Un employeur canadien sur cinq affirme avoir de la difficulté à pourvoir certains postes clés en raison du manque de candidats compétents. Plus exactement : 21 % des 1 916 employeurs sondés au pays par Manpower peinent à recruter.
" Les talents que les entreprises recherchent sont plus spécifiques. Cette spécificité recherchée, ce sont les compétences supplémentaires qui agissent comme catalyseur des aptitudes techniques, par exemple la capacité d'apprendre, de résoudre des problèmes et l'esprit critique", explique Jeffrey Joerres, pdg de Manpower, à qui nous avons parlé en marge du 13e Congrès mondial des ressources humaines, qui a eu lieu récemment à Montréal.
En dépit du contexte économique post-récessionniste qui a gonflé le nombre de chercheurs d'emploi, la pénurie notoire de talents persiste dans plusieurs pays et secteurs d'activité. La problématique n'est donc pas le nombre de candidats potentiels. Les résultats de l'étude de Manpower montrent qu'il s'agit d'un phénomène de " disparité des talents " : l'incapacité de trouver les bonnes compétentes au bon endroit, au bon moment.
Une aisance relative
Par exemple, les entreprises sont à la recherche de comptables flexibles et agiles, qui ont de l'expérience en juricomptabilité ou en restructuration de dettes et qui sont à l'aise dans un environnement multiculturel. " Il y a donc beaucoup de candidats, mais peu de personnes possèdent les talents spécifiques que les employeurs recherchent. De là le concept d'écart de talent ", ajoute M. Joerres.
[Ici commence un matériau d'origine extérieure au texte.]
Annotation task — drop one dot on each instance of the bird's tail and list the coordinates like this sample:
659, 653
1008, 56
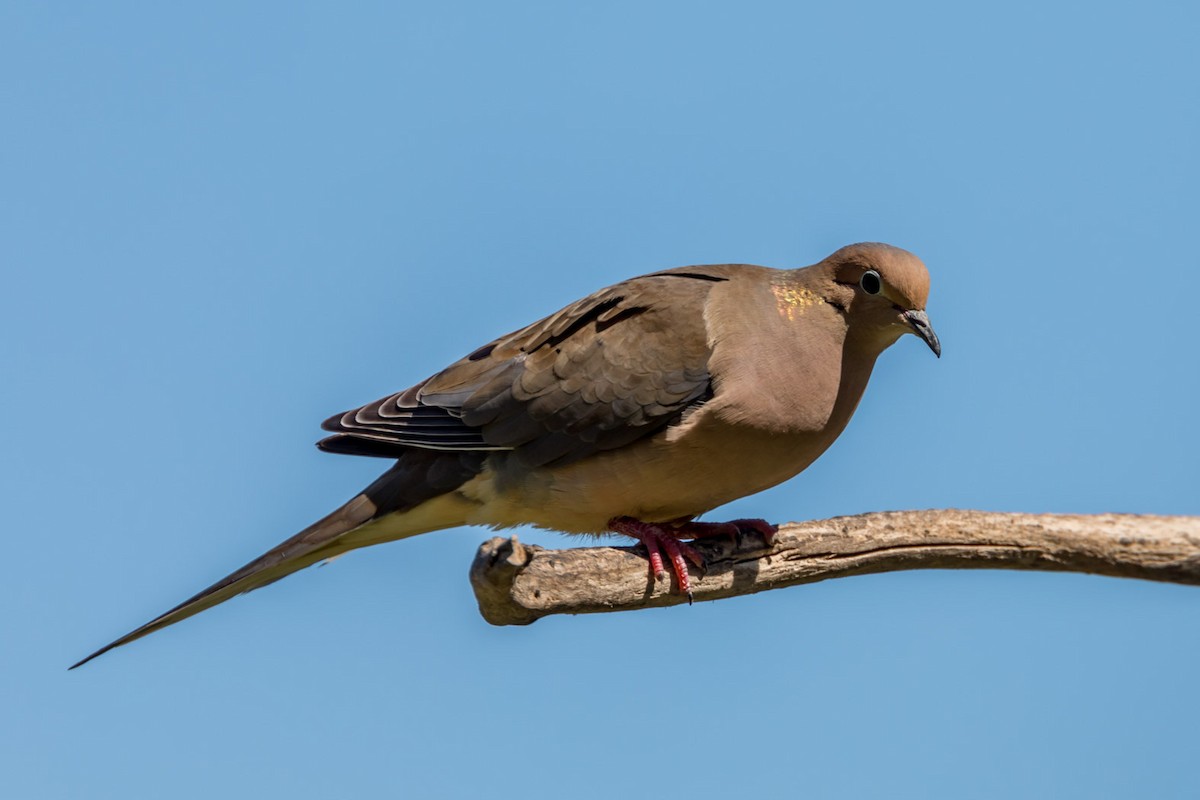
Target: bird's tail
369, 518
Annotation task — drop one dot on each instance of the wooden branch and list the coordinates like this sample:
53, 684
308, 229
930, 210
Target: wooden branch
516, 584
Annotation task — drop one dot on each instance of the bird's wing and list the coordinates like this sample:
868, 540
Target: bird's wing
599, 374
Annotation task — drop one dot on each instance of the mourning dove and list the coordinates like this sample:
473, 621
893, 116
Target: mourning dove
633, 410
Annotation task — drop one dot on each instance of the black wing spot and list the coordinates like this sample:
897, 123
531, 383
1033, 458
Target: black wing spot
583, 320
481, 353
616, 318
697, 276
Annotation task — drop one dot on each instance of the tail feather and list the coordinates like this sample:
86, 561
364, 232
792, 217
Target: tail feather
317, 542
415, 495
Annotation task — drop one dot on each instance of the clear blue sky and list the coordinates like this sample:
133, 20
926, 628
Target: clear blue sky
220, 224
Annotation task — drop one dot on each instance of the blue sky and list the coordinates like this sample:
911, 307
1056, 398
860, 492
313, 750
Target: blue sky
222, 223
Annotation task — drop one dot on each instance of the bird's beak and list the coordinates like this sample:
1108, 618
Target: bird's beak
919, 322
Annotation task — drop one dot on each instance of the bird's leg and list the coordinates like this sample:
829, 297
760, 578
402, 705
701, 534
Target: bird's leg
657, 539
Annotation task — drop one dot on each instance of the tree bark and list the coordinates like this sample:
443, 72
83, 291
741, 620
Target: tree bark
517, 584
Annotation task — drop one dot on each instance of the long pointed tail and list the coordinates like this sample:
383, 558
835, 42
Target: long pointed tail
315, 543
413, 485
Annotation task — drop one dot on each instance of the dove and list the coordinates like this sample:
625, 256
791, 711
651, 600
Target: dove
631, 411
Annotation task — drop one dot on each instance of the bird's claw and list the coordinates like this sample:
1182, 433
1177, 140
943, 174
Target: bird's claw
665, 537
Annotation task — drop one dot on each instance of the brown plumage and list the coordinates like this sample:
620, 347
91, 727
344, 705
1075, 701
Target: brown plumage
634, 409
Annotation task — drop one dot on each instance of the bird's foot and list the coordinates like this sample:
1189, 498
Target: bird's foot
659, 539
666, 537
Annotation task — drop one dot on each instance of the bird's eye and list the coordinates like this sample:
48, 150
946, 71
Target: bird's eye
870, 282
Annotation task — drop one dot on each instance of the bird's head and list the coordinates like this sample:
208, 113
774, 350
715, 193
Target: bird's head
882, 290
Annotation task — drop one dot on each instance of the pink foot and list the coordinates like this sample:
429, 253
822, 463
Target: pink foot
659, 537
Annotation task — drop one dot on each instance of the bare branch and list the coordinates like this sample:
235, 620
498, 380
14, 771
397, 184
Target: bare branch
517, 583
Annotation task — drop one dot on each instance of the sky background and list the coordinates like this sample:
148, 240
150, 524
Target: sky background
222, 223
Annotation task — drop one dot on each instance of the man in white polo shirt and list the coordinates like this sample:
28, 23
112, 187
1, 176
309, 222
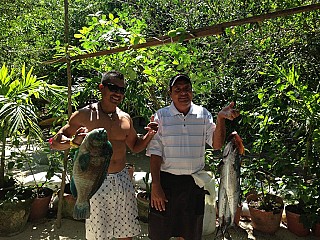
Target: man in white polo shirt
177, 151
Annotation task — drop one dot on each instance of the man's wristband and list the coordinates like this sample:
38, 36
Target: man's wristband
73, 144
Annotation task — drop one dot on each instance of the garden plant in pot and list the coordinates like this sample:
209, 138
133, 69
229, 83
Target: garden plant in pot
18, 123
41, 203
303, 208
265, 209
143, 199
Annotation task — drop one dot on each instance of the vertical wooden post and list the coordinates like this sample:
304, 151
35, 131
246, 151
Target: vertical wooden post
66, 152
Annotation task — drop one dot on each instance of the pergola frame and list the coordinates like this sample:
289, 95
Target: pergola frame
163, 40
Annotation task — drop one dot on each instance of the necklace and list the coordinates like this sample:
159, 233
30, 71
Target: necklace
109, 114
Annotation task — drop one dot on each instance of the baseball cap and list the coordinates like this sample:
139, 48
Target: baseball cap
182, 77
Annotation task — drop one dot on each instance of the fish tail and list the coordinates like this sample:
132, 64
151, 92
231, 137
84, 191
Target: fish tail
81, 211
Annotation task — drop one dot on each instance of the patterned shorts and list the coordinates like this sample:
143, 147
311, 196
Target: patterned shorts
114, 211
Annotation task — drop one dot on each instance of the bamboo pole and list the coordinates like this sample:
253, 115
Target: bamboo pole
66, 152
196, 33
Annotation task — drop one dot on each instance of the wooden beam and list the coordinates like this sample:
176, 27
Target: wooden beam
197, 33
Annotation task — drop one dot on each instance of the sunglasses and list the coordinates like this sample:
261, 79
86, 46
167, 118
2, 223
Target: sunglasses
114, 88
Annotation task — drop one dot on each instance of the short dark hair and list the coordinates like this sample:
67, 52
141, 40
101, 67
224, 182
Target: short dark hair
182, 77
113, 74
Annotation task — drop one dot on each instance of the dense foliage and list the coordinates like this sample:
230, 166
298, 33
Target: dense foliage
270, 68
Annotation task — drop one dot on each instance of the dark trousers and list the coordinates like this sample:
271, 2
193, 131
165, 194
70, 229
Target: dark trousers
184, 212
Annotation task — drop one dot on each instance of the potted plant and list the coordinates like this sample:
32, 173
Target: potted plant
18, 118
302, 211
265, 208
143, 199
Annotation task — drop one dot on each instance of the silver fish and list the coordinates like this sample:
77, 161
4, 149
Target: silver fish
90, 166
229, 187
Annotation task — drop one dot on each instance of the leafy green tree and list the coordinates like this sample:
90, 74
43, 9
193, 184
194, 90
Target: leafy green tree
18, 111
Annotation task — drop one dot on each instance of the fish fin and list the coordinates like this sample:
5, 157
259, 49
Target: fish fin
73, 188
84, 160
81, 211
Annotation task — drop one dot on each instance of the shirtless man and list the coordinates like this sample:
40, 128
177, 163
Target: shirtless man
113, 207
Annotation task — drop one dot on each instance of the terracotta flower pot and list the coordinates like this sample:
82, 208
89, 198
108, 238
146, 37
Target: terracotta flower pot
265, 221
40, 205
293, 222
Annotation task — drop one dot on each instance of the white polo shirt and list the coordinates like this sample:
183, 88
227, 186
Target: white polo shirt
181, 140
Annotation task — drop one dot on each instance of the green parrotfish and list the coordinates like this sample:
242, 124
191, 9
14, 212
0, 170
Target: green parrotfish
90, 167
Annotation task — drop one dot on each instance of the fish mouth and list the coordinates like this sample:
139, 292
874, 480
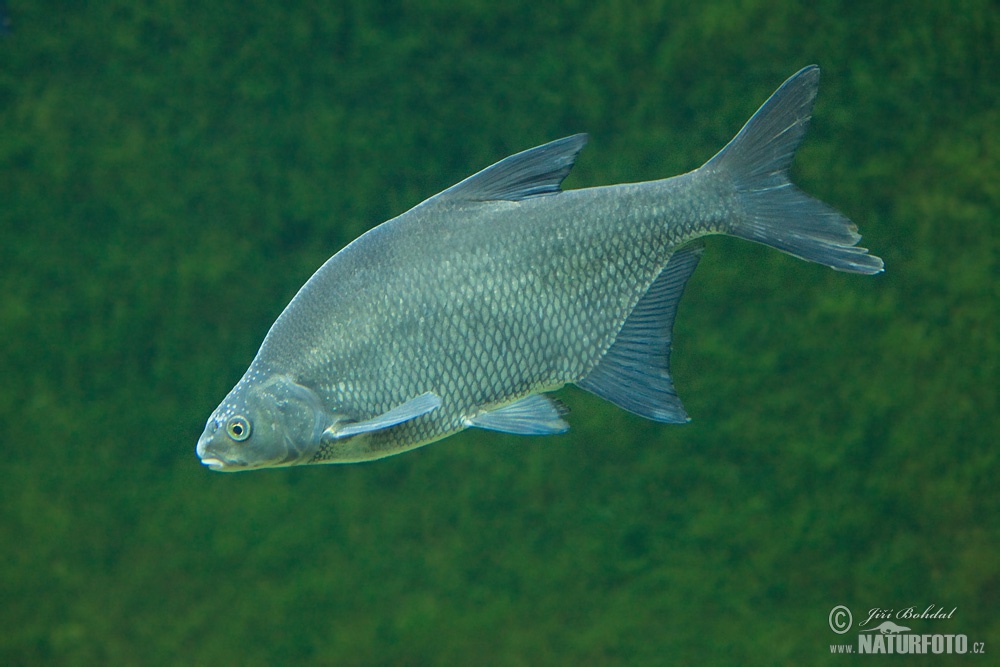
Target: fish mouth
213, 463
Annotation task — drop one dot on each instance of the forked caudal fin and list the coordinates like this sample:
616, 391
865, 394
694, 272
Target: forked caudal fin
774, 211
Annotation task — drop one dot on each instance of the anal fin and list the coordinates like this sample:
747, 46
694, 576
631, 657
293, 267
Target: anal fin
634, 373
531, 415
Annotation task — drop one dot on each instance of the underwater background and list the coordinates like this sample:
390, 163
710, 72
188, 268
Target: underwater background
171, 172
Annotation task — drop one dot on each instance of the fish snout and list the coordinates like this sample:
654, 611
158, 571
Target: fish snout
204, 449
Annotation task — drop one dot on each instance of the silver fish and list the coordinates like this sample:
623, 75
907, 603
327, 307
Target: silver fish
463, 311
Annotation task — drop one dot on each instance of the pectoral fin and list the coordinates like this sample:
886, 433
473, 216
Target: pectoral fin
532, 415
411, 409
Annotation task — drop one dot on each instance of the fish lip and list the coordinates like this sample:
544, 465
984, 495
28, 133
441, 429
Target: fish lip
213, 463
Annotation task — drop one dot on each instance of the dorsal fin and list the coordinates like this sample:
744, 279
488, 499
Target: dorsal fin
531, 173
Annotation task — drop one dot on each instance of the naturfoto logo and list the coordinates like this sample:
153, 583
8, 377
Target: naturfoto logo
887, 636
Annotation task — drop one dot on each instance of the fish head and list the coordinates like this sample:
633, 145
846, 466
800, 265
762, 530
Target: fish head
263, 423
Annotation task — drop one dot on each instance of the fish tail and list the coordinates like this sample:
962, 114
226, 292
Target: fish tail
771, 209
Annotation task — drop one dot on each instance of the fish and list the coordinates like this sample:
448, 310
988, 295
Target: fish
469, 309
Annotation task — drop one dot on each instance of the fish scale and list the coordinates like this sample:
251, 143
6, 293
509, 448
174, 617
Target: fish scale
466, 310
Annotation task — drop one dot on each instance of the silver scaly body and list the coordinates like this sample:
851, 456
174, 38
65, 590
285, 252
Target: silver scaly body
464, 310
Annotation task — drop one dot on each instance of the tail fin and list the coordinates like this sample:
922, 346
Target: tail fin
775, 212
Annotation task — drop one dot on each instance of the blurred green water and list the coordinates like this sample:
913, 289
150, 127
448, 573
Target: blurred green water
171, 173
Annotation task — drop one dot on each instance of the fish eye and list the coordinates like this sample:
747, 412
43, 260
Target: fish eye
238, 428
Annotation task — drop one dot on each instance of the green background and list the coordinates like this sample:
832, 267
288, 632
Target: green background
172, 172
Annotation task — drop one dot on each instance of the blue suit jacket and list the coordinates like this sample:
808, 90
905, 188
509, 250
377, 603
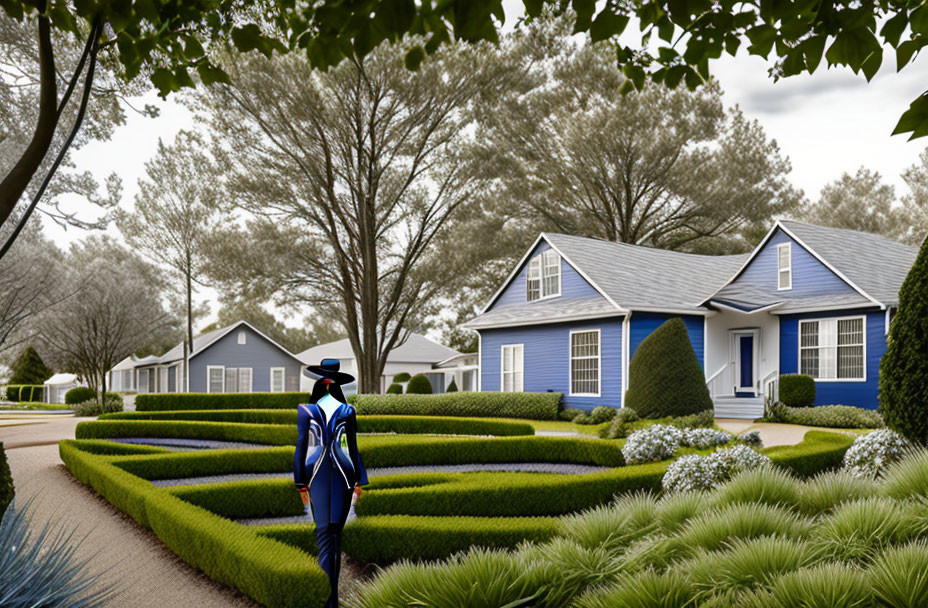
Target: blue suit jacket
327, 460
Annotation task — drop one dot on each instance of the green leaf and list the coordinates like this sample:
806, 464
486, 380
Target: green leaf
762, 38
164, 81
606, 25
915, 119
893, 28
813, 49
414, 58
210, 74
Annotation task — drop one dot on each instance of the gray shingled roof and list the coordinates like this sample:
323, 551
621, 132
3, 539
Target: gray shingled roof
416, 349
543, 312
874, 263
643, 277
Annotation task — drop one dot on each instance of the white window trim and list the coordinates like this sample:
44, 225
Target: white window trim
541, 276
863, 318
212, 367
787, 269
283, 380
502, 373
570, 363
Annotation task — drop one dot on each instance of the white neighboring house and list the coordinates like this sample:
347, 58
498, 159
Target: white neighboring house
58, 385
418, 355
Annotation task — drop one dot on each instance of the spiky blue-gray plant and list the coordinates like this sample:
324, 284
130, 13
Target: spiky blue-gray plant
40, 568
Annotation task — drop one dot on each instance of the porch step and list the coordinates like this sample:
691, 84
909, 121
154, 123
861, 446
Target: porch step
739, 407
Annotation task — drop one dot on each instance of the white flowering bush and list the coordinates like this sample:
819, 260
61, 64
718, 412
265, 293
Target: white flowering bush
694, 472
751, 439
653, 444
871, 454
704, 438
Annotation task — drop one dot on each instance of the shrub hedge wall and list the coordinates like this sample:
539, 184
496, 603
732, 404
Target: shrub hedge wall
270, 572
415, 425
531, 406
385, 539
224, 401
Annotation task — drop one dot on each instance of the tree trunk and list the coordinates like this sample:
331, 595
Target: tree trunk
17, 180
188, 339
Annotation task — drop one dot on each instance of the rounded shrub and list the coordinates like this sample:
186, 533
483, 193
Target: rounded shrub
665, 377
419, 385
6, 483
904, 367
79, 394
797, 390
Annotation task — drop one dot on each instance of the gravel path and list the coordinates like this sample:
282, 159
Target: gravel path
524, 467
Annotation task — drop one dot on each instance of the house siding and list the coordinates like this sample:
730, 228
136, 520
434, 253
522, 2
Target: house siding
643, 323
857, 393
810, 277
572, 284
257, 353
546, 360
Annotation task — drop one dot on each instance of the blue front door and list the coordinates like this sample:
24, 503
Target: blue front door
746, 357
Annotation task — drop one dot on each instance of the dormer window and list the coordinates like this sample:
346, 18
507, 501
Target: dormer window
784, 267
543, 278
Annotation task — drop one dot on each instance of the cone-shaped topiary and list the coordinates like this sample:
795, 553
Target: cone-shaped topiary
30, 369
6, 483
664, 377
419, 385
904, 367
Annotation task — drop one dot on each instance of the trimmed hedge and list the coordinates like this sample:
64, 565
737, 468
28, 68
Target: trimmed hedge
270, 572
390, 538
414, 425
797, 390
6, 483
818, 451
216, 401
530, 406
79, 394
665, 377
831, 416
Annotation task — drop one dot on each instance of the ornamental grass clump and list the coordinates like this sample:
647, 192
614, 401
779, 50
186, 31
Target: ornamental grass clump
871, 454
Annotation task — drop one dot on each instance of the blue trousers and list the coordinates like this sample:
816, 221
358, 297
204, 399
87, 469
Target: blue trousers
329, 542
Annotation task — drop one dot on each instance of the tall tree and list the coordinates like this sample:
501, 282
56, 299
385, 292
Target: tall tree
174, 205
860, 202
361, 167
116, 307
669, 169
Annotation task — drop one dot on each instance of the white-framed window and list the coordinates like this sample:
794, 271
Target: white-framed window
511, 368
215, 379
585, 363
784, 266
543, 276
833, 349
278, 379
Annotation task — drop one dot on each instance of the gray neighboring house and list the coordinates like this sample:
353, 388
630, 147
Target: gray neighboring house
233, 359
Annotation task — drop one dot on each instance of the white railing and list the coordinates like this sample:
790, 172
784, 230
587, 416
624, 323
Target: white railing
712, 381
771, 387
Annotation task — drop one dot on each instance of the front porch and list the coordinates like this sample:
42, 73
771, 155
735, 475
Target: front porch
742, 361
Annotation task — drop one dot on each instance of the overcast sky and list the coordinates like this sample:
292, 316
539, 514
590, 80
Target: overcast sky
826, 123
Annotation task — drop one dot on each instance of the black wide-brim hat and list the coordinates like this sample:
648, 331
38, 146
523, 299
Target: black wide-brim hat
329, 369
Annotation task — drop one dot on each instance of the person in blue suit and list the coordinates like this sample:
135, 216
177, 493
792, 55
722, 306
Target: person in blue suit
327, 468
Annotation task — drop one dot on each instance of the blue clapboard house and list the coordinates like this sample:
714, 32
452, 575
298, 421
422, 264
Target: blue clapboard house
808, 299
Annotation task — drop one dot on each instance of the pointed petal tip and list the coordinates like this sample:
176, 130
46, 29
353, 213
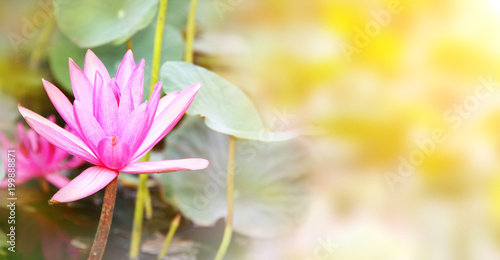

Au-delà des connaissances techniques, la compétence la plus recherchée chez les cadres et les leaders d'affaires est la capacité d'apprendre, et de faire preuve d'humilité et d'emphatie dans ce processus d'apprentissage, selon le pdg de Manpower. " Être un leader aujourd'hui consiste davantage à servir qu'à se faire servir. Un changement est survenu qui a fait en sorte que vous n'êtes pas au sommet de cette chaîne alimentaire, en fait vous êtes presque au bas de celle-ci. "
Talents et stratégies d'affaires sont liés
Le personnel compétent s'impose comme le différenciateur concurrentiel clé pour les entreprises, selon M. Joerres. Les employeurs doivent être en mesure de générer le talent requis pour soutenir leurs objectifs à long terme.
Toutefois, Manpower révèle aussi que près du quart des employeurs reconnaissent que leur stratégie en matière de main-d'oeuvre n'appuie pas leur stratégie d'affaires, ou qu'ils ne savent pas si c'est le cas.
" Les entreprises ont des stratégies d'affaires bien articulées, qui s'étendent sur trois, cinq ou sept ans. Mais elles n'ont pas franchi l'étape supplémentaire, qui consiste à tenir compte de l'écart entre leurs objectifs et le personnel dont elles disposent pour les atteindre. "
Selon M. Joerres, une analyse disciplinée de cette inadéquation est essentielle, car " ce sont les talents dont vous disposez pour mettre en application votre stratégie qui définiront votre habileté à réaliser votre stratégie d'affaires. "
L'époque où il était facile d'embaucher rapidement lorsqu'un besoin se faisait sentir est bel et bien révolue, estime le pdg. C'est pourquoi il prône la nécessité d'une stratégie solide en matière de main-d'oeuvre qui va au-devant des besoins. Une telle démarche consiste à cerner les écarts entre capacité et objectifs. Il n'y a ensuite que deux façons de les combler, dit M. Joerres : développer à l'intérieur et embaucher à l'extérieur.
" Mais les entreprises ne prennent conscience de ces écarts que trop tard, déplore M. Joerres.